Implikationen für Unternehmensorganisation und Arbeitnehmervertretung

Projektziel

Digitale Transformation verändert auch etablierte Koordinations- und Kooperationsformen. Mit Blick auf Konsortien, die sich um digitale Blockchain- und Distributed Ledger Technologien gebildet haben, untersuchen wir, wie sich Wettbewerber vermehrt über gemeinsame Plattformen koordinieren.
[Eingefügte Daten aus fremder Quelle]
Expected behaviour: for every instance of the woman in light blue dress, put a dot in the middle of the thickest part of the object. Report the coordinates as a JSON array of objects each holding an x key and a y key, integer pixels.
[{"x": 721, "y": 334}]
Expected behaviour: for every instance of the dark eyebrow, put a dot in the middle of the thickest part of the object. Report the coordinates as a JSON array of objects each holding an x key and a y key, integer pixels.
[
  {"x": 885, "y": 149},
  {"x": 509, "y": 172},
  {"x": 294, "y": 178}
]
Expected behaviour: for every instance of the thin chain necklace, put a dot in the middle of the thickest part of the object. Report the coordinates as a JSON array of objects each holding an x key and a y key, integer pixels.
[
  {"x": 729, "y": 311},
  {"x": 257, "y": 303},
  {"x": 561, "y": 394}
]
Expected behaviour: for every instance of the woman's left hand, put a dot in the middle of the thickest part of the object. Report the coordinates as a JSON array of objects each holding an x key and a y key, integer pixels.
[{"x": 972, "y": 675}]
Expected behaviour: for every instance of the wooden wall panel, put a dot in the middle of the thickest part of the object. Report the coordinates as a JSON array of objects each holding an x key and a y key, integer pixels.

Dabei werden Handlungsfelder für die (über)betriebliche Interessenvertretung identifiziert und ausgearbeitet.

Projektbeschreibung

Kontext

In der Beschäftigung mit Blockchains als Technologie wurde deutlich, dass die Ausweitung der sogenannten Plattformökonomie von Unternehmen häufig als Bedrohung wahrgenommen wird. Es besteht die Sorge, dass die großen Unternehmen der Plattformökonomie durch die Kombination aus Technologie, Technologienarrativen und konventionellen Machtmitteln wie Kapital, Reichweite und politischem Einfluss Abhängigkeiten bei bestehenden Unternehmen erzeugen könnten. Das Thema Blockchains und DLT ermöglicht Debatten darüber, wie sich ein Gegengewicht gegen die wahr-genommene Bedrohung aufbauen lässt. Das Resultat, sind zunehmende Versuche, sich über eigene Unternehmensplattformen zu koordinieren. Coopetition soll einerseits Synergien und Effizienzgewinne ermöglichen, anderseits gilt es schwierige Fragen von Besitz und Kontrolle auszutarieren. Zudem ergeben sich neue Aktionsräume der Mitbestimmung, die zusätzliche Kompetenzen voraussetzen können.

Fragestellung

Das Forschungsprojekt geht der Frage nach, welche neuartigen Konsortien sich bei dem Versuch herausgebildet haben, digitale Technologien wie Blockchain und DLT für etablierte Unternehmen nutzbar zu machen. Das Projekt geht von den Annahmen aus, dass es in diesem Kontext vermehrt zu Koordinations- und Kooperationsformen im Sinne einer „Coopetition“ kommt. Aufbauend auf dieser Annahme, ist die wesentliche Frage, welche Abhängigkeiten, Kooperationsformen und Konkurrenzverhältnisse sich hier entwickeln und welche Auswirkungen sie auf Beschäftigungs- und damit insbesondere auf Mittbestimmungsverhältnisse haben.

Untersuchungsmethoden

Das Forschungsprojekt setzt auf ein „Mixed-Method“-Design und kombiniert einen qualitativ-sozialwissenschaftlichen Ansatz mit einem quantitativ-ökonomischem. Auf der qualitativen Seite werten wir öffentlich verfügbare Dokumente und Artikel aus, um zunächst die Selbstdarstellung der Konsortien aufzuarbeiten. Basierend auf diesen Vorinformationen führen wir zwei Runden von Expert:-innen-Interviews durch, bei denen Personen aus Konsortien, oder aus den Aufsichts- und Betriebsräten der involvierten Unternehmen befragt werden. Diese qualitative Forschungsarbeit wird durch die quantitativ-ökonomische Auswertung von Unternehmensdaten flankiert. Bei dieser Auswertung sollen Daten von Unternehmen, die in koopetitiven DLT-Konsortien aktiv sind, mit ähnlichen Unternehmen verglichen werden, die es nicht sind. In der Kombination soll eine empirisch gesättigte Gesamtschau über den Zustand von DLT-orientierten Konsortien in Deutschland entstehen.